Personal information
- Full name: Louis Phillippus Vorster
- Born: 2 November 1966 Potchefstroom, Transvaal Province, South Africa
- Died: 17 April 2012 (aged 45) Pretoria, Gauteng Province, South Africa
- Batting: Left-handed
- Bowling: Right-arm off break

Domestic team information
- 2008/09–2009/10: Namibia
- 1996/97–1997/98: North West
- 1993/94–1995/96: Northern Transvaal B
- 1990/91–1995/96: Northern Transvaal
- 1988: Worcestershire
- 1986/87–1989/90: Transvaal
- 1985/86–1989/90: Transvaal B

Career statistics
| Competition | First-class | List A |
| Matches | 95 | 96 |
| Runs scored | 4,786 | 2,186 |
| Batting average | 33.23 | 30.36 |
| 100s/50s | 7/26 | –/15 |
| Top score | 188 | 93* |
| Balls bowled | 69 | – |
| Wickets | 1 | – |
| Bowling average | 41.00 | – |
| 5 wickets in innings | – | – |
| 10 wickets in match | – | – |
| Best bowling | 1/10 | – |
| Catches/stumpings | 59/– | 25/– |
- Source: CricketArchive, 16 October 2011

= Louis Vorster =

South African-Namibian cricketer

Louis Vorster (2 November 1966 – 17 April 2012) was a South African-Namibian cricketer. He was a left-handed batsman and a right-arm off-break bowler. He was born in Potchefstroom.

Vorster made his cricketing debut for Albatross cricket club on 1 July 1983, in a victory against the Sussex Second XI at Glynde. Vorster scored a duck in this first innings though the team were to create a victory with just one over to spare.

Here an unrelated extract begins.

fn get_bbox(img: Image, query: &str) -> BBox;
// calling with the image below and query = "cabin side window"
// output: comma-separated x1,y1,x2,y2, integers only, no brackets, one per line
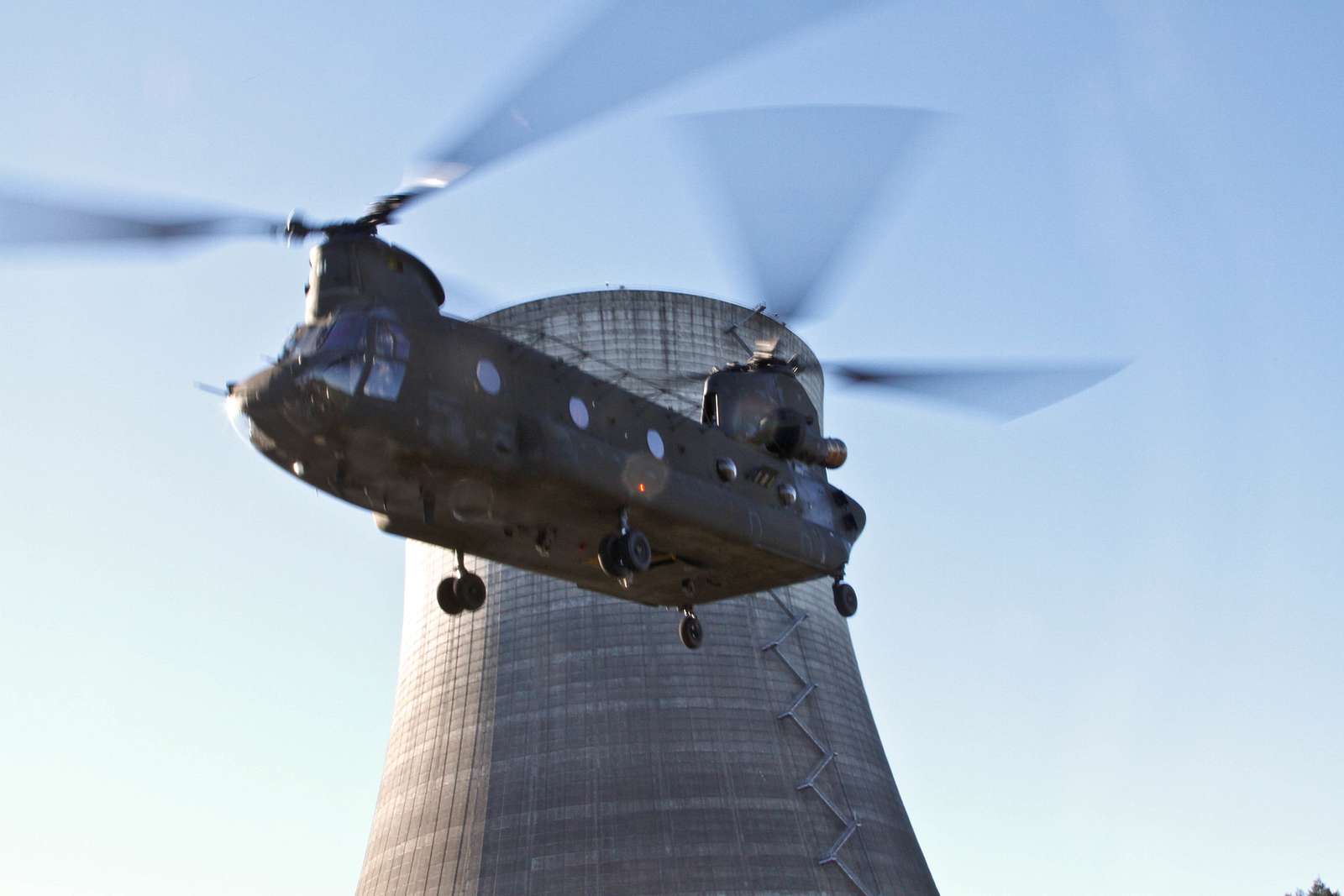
701,392,719,426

Vorster's first-class debut came in the 1985/86 Castle Bowl tournament, playing for Transvaal B against Eastern Province, and played in the Castle Currie Cup in the 1986/87 season. He became part of a South African invitation XI who played against an Australian XI in a South African tour of 1986/87, and, during the 1987 and 1988 English cricket seasons, played occasional games for the Warwickshire Second XI.

Playing for Transvaal until 1990, Vorster played for Northern Transvaal from this season onwards, in the B&H Series and the Castle Currie Cup, in its various guises.

Vorster continued to play for Northern Transvaal until the 1995/96 B&H Series, following which he moved to North West. Vorster played in the competition for North West until the 1998/99 season.

Nine years later, Vorster made a return to the first-class game, playing for the Namibian cricket team, for whom he made his debut in October 2007 against North West at the age of nearly 41.

Vorster was shot and killed during an armed robbery outside Pretoria on 17 April 2012. He was 45.